— Неприятная штука получается, Альдо.
Я пожал плечами, стараясь сохранять как можно более невозмутимый вид.
— Мне кажется, что все это несерьезно. Карло передумает. Я не представляю себе, как бы в Ортелло смогли обойтись без наших людей.
— Ты так думаешь?
Ставший внезапно таким зависимым, он, казалось, постарел на глазах. Я испытывал жалость к его запыхавшемуся голосу, который цеплялся за меня, как рука.

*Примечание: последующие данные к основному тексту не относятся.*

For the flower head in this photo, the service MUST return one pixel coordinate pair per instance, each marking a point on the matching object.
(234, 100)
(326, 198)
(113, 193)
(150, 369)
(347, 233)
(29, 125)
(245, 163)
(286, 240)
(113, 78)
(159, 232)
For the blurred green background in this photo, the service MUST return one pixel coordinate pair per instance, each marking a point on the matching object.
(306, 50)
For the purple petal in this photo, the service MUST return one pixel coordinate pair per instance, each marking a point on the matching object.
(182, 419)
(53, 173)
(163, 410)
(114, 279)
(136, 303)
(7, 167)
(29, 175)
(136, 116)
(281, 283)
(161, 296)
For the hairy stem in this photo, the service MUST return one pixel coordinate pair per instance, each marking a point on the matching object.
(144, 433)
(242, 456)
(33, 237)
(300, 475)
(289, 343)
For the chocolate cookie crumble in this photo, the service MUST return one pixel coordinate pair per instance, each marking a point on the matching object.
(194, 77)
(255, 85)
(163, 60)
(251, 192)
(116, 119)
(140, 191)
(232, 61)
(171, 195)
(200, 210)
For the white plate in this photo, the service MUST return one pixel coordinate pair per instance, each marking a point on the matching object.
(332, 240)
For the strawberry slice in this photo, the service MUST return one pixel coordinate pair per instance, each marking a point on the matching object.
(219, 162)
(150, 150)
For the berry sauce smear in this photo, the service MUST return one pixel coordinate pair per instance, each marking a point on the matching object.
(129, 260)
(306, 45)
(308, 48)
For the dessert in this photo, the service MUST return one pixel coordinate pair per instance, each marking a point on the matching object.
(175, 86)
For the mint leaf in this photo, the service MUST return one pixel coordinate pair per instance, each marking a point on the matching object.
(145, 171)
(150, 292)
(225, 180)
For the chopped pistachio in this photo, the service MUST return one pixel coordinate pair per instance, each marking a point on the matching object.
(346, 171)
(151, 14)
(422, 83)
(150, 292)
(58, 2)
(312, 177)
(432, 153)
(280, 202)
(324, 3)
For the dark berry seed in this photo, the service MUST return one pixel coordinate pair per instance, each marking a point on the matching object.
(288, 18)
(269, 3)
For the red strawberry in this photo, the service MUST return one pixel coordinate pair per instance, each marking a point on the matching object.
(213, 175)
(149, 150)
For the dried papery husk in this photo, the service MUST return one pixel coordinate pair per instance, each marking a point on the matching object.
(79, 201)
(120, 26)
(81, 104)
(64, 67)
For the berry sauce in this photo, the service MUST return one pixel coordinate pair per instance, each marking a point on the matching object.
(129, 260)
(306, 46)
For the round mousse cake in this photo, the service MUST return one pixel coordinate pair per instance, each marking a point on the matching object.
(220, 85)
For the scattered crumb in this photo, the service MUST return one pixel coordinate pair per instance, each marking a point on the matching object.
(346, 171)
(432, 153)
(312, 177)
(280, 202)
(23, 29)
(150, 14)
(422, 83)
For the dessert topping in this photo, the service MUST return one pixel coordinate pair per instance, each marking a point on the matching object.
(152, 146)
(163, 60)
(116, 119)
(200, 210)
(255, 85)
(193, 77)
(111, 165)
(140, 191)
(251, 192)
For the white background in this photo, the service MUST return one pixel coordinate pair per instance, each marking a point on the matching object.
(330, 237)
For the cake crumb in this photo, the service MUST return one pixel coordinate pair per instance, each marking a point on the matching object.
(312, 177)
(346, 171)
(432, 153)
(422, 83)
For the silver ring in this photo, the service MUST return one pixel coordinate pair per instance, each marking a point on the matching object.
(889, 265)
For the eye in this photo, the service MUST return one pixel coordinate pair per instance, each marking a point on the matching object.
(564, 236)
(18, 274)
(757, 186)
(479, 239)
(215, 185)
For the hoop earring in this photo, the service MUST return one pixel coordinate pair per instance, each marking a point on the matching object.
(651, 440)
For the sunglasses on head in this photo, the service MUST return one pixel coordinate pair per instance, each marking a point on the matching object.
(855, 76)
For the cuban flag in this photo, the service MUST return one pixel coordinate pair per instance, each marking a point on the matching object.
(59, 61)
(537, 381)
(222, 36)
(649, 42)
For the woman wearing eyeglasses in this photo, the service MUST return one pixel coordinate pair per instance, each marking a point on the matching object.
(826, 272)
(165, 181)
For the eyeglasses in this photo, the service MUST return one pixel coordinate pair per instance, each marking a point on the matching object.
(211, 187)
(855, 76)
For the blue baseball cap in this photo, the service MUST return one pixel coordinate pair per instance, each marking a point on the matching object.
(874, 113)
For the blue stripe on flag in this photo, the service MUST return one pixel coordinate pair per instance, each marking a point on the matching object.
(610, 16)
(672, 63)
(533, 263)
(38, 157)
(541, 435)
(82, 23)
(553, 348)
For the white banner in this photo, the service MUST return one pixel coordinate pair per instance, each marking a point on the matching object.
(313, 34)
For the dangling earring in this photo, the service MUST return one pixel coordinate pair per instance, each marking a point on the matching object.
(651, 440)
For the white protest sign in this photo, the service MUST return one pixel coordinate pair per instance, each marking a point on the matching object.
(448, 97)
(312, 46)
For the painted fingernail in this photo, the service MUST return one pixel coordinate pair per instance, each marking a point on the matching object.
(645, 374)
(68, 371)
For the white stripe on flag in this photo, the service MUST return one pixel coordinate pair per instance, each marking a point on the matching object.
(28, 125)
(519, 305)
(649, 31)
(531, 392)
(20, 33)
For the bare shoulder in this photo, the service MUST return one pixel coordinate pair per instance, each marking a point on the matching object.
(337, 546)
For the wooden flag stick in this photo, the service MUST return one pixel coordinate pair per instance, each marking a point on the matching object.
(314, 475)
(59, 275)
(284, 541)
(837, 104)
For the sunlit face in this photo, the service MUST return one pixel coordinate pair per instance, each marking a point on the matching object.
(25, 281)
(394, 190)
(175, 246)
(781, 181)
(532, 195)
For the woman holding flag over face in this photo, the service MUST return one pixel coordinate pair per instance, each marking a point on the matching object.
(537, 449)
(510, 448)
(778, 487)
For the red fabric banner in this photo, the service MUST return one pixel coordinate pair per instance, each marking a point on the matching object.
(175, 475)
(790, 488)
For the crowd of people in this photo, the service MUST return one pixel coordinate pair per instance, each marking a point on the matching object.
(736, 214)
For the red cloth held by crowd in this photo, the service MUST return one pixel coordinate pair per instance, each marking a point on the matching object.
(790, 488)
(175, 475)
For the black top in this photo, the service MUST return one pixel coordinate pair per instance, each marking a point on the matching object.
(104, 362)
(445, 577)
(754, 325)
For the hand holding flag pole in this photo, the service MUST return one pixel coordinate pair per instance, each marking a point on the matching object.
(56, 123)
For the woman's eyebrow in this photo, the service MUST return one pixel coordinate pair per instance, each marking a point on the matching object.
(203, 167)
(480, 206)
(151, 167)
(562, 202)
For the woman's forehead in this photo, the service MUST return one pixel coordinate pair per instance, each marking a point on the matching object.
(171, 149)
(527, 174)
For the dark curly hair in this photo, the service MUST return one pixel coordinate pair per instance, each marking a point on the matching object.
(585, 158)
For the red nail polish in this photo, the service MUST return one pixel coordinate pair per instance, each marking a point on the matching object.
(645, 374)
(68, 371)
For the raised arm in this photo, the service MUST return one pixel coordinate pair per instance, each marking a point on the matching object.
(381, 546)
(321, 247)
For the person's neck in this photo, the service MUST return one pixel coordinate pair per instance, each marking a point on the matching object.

— …Именно это меня и беспокоит, — продолжал он усталым голосом, словно разговаривая сам с собой. — Они не могут обойтись без нас и прекрасно это понимают.
— Вам нужно съездить туда посмотреть. Они ведь на вас молятся.
Мне внезапно захотелось, чтобы он оказался далеко-далеко, — так стремятся вырваться из комнаты больного. Он ждал только моего разрешения.
— Да, ты прав. Поеду туда сейчас же… — Он остановился в нерешительности. — Я вот что хотел сказать тебе. Альдо… — Он казался чуть ли не смущенным. — …Это ведь касается твоих дел; ты поступишь так, как сочтешь нужным. Ты сам слышал, что сейчас Беппо говорил. Здесь, вероятно, есть что-то, касающееся тебя.
— Я тоже так думаю.
Мне показалось, что Марино почувствовал облегчение. Какое-то время я смотрел из окна, как он скачет на своей лошади по шоссе вдоль лагун: худой черный силуэт на ровном, как доска, горизонте; у меня было такое ощущение, что с лагун до меня донесся порыв свежего воздуха. Я едва не бегом бросился в свою комнату; виски мои сдавливало нехорошее возбуждение. Я торопился вставить между отъездом поддавшегося слабости Марино и его возвращением что-нибудь непоправимое.
Часом позже я перечитал свое донесение в Орсенну, запечатал его, положил подписанную бумагу на стол и приоткрыл окно; тень крепости замазала черной краской пустырь; поднимающаяся от земли прохлада вроде бы слегка отрезвила меня; я постоял немного, прижавшись лбом к холодному стеклу, и впервые ощутил в своем возбуждении просочившуюся туда тревогу.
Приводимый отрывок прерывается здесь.